International Congress brings together leaders in conservation
Advocates of conservation agriculture from around the world exchanged insights on using conservation ag to feeding a growing world population during a global agricultural conference held June 22-25.
The 6th World Congress on Conservation Agriculture (WCCA) in Winnipeg, Manitoba, focused on practical conservation applications and techniques that will help conserve soil, water and other natural resources, as well as provide economic returns. Farmers, researchers, educators, agricultural company representatives, government representatives and others from 47 countries shared ideas on the opportunities and challenges they face in conservation agriculture. Countries represented included Australia, England, France, Argentina, several African countries and more.
Hosted by the Conservation Agriculture Systems Alliance, a network of conservation agriculture organizations across North America, with the Conservation Technology Information Center (CTIC) and Soil Conservation Council of Canada (SCCC) taking the lead, the Congress was the first WCCA to be held on North American soil.
The event included several keynote speakers, discussion panels, networking opportunities and a chance to participate in tours after the Congress, which took attendees to see conservation agriculture in action on nearby farms in Canada and the United States.

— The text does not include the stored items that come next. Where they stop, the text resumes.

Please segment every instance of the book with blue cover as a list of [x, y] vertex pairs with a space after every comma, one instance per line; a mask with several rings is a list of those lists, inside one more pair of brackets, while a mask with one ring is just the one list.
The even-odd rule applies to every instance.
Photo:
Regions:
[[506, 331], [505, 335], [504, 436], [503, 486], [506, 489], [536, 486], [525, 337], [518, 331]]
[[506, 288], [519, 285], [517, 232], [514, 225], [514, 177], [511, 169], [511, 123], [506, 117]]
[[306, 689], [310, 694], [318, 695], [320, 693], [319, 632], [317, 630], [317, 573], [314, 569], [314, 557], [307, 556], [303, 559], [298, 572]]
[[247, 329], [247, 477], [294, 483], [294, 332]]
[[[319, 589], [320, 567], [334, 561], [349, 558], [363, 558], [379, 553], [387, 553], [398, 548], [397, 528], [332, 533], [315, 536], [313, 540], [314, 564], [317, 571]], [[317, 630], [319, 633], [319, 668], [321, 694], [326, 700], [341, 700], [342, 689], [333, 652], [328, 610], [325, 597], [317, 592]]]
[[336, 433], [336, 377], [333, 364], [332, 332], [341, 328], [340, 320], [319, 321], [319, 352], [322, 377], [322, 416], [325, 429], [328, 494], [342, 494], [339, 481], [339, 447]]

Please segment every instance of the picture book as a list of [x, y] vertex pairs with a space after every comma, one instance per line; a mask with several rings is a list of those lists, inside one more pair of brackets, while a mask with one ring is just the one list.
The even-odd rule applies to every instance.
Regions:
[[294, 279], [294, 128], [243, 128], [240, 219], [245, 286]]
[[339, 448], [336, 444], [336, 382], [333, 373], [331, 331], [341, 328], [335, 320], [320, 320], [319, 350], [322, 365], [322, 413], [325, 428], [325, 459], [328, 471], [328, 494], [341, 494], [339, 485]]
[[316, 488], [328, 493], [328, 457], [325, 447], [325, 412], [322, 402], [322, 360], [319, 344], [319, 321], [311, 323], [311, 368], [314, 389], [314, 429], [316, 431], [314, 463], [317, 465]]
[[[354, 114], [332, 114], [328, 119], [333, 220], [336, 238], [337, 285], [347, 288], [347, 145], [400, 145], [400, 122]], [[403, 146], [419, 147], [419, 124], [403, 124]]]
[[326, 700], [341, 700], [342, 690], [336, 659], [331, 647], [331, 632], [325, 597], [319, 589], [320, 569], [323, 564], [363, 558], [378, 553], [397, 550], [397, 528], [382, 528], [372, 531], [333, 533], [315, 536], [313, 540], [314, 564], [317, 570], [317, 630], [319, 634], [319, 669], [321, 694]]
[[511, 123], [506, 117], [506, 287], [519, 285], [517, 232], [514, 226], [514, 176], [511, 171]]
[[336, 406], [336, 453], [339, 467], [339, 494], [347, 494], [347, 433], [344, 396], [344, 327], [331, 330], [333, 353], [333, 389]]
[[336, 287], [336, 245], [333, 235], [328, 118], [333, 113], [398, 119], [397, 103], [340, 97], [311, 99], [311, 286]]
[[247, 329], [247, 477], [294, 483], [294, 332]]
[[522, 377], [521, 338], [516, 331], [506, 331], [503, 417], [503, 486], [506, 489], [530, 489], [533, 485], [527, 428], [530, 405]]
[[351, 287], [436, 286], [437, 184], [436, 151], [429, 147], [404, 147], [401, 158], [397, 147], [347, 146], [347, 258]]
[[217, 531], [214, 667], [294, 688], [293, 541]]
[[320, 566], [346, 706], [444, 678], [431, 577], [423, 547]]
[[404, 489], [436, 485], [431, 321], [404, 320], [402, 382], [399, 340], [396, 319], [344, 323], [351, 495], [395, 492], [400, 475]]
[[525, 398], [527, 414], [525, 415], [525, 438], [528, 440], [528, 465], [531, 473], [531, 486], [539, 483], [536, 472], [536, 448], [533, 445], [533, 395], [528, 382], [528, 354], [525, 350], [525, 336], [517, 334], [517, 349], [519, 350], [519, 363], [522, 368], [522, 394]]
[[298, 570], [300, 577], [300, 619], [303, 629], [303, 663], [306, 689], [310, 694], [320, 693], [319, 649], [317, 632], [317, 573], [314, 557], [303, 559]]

Jerry Hatfield of the U.S. Department of Agriculture’s Agricultural Research Service, who served as WCCA program chair, said the Congress provided an opportunity to share ideas and learn from international colleagues on how conservation agriculture can be a success.
“WCCA impacts agriculture because everyone shares their ideas freely and openly, regardless if you are from academia or another hemisphere, or have a farm or work in policymaking,” Hatfield said. “Our goal is to share ideas that have practical application and can be put to work improving soil health as well as benefiting the farmer and society.”
Throughout the conference, attendees were challenged by keynote speakers to implement and educate others on conservation agriculture. David Montgomery, author of Dirt: The Erosion of Civilizations, opened the Congress with his “Case for Global Soil Restoration.” He demonstrated how soil could have been the culprit for the downfall of several civilizations throughout history and how rebuilding good soil is essential for society to thrive.
Howard G. Buffett, a farmer, businessman and author of eight books on conservation, wildlife, and the human condition, acknowledged that differences among regions mean that no one cropping system or practice works everywhere. However, he emphasized, sustainable agriculture is essential for feeding the world’s population.
In his address to close the Congress, Dwayne Beck, manager of the Dakota Lakes Research Farm, challenged participants to use science and reason, not emotion and rumors, when tackling issues related to soil degradation. Beck also encouraged the use of a systems approach with several conservation practices together in harmony to tackle soil degradation problems.
Glen Shaw, executive director of the SCCC, said that Congress attendees valued hearing speakers from outside of North America describe their struggles to reduce soil degradation and increase soil health in their respective countries.
“Attendees heard a consistent message that implementation of conservation agriculture is key to feeding a growing world population,” Shaw said. “A number of Canadian farmers expressed to me that it was interesting to learn about sustainable agriculture practices from other countries. Farmers share many of the same issues regardless of where they farm.”